On the other hand, students who seek full-time programs have much less professional experience. After graduation, they are thorough learners who have immediately enrolled themselves in a master’s program. Some of these students are not from the business field; they are looking for a career after acquiring an undergraduate degree in another area.
There are, however, no limits to whoever wishes to enroll in an MBA program; no age restriction, and neither specific professional experience eligibility. Many individuals who have self-actualized in their leadership programs often go for executive MBAs to expand their skills and educational expertise.
Duration of the Program
Students enrolled in any MBA program, part-time or full-time, must complete 36-40 credit hours. Schools have structured them between strategic and conducive business courses which enhance their basic business skills; electives that help them become more specialized in their respective fields; and capstone experiences that help them gain more practical knowledge.
The duration of the MBA program for full-time students is typically one to two years. Some business schools offer shorter-termed programs, but they require students to complete some of their MBA courses during their undergraduate studies. During full-time MBA, students get their summers off, enabling them to go for internship programs.

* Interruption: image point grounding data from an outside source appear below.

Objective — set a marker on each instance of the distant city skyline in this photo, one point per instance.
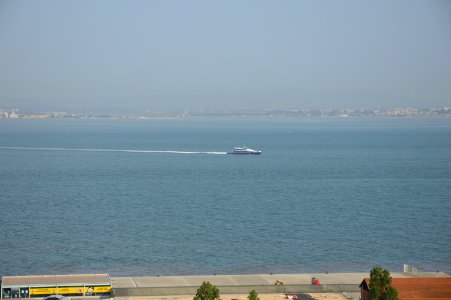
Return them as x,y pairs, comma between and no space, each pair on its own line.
166,56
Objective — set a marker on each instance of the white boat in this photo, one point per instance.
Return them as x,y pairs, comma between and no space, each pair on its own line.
244,150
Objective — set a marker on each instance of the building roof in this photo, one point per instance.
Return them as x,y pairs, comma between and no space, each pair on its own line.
49,280
419,288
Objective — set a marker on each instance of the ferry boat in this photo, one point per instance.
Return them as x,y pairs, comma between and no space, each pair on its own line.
244,150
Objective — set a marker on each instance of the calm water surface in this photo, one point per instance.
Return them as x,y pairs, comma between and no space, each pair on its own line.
326,195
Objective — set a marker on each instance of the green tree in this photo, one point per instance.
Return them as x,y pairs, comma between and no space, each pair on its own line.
380,285
207,291
253,295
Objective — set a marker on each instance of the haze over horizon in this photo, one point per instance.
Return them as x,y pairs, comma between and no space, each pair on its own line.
109,56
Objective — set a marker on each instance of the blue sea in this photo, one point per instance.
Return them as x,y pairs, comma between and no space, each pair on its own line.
326,195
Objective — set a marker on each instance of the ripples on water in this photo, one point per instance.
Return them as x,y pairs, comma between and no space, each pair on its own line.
329,195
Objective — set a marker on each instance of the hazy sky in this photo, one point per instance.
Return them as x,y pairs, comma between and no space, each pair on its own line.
107,56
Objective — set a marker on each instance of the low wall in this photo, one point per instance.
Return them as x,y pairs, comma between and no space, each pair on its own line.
237,289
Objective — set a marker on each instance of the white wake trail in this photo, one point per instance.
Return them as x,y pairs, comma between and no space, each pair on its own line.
114,150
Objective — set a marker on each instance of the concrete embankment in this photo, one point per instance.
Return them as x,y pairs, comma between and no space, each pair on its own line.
243,284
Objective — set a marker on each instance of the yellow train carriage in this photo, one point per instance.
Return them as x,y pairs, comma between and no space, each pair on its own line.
70,290
44,285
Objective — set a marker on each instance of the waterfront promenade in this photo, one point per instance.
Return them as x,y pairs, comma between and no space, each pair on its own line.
238,286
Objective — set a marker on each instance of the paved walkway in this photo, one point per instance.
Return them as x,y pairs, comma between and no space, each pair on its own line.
259,279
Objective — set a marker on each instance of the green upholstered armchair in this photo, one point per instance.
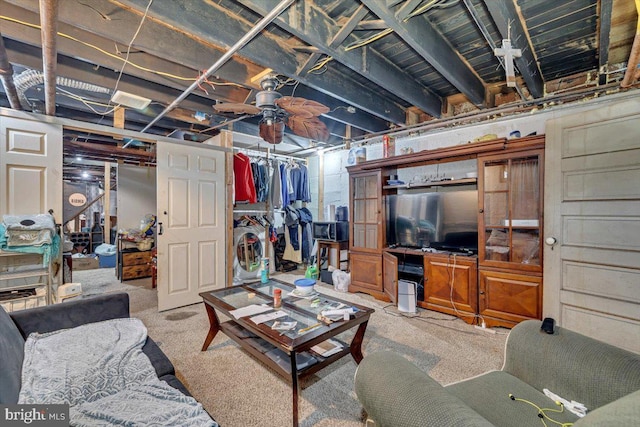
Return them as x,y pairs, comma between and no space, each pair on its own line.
606,379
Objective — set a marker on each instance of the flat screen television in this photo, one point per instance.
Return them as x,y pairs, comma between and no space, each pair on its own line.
444,221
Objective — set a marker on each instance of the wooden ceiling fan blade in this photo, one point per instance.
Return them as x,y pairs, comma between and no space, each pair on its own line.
301,106
272,133
236,108
311,128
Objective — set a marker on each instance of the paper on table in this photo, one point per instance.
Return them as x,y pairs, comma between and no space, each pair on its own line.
327,348
249,310
261,318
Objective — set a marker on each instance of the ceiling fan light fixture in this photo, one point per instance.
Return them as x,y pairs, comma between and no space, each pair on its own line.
130,100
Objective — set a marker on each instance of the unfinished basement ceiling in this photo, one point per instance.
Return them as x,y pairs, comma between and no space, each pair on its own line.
378,65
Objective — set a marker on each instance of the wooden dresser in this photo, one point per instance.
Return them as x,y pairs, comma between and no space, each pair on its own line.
134,264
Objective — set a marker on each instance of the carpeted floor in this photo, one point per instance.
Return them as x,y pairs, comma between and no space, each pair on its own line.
240,392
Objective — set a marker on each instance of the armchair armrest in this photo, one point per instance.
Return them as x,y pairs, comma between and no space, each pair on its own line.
571,365
72,313
394,392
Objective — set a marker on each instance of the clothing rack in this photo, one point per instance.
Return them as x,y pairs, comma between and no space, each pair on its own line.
268,154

Meanwhile, part-time MBA students take only one to two classes each term, usually on weekends or evening hours. Some business institutes grant their part-time students’ credits for professional business experience based on their workplace. Hence, depending upon their course structures, part-time students need approximately three or more years than full-time students to complete this degree.
Structure and Cost of the Program
There are a few standard business core programs under specific courses for an MBA degree. Students study financial accounting, consumer behavior, human resources, marketing, financial institutions, analytics, and organizational behavior as primary program cores. Full-time students have more options to choose from for their electives and concentrations; and they utilize school breaks to partake in experiential learning. On the other hand, part-time students, including those enrolled in EMBAs, pursue weekend courses, leaving them limited options for electives.
As for the cost, MBA programs are usually more expensive than an undergraduate degree. Statistically speaking, top universities in the US cost $100,000 annually for master’s programs. Full-time students take up term-based tuitions, so the rates are lower. At the same time, part-time MBA students pay per credit, which costs them more.
However, most institutes now have shifted to the pay-per-credit fee for all kinds of students. But there are fewer scholarships available for part-time students, and hence, full-time MBA students can access more financial aid opportunities. Fortunately for part-time students, they often get tuition assistance from their employers or reimbursement programs which helps lower the overall cost.
If you’re wondering which type of program to go for, the bottom line is that it depends on your availability. If you’ve just completed your bachelor’s degree or you can take a break from fieldwork for about two years, then go for a full-time MBA. But, if you’re currently employed and want to expand your academic learning while working; then you should go for a part-time MBA.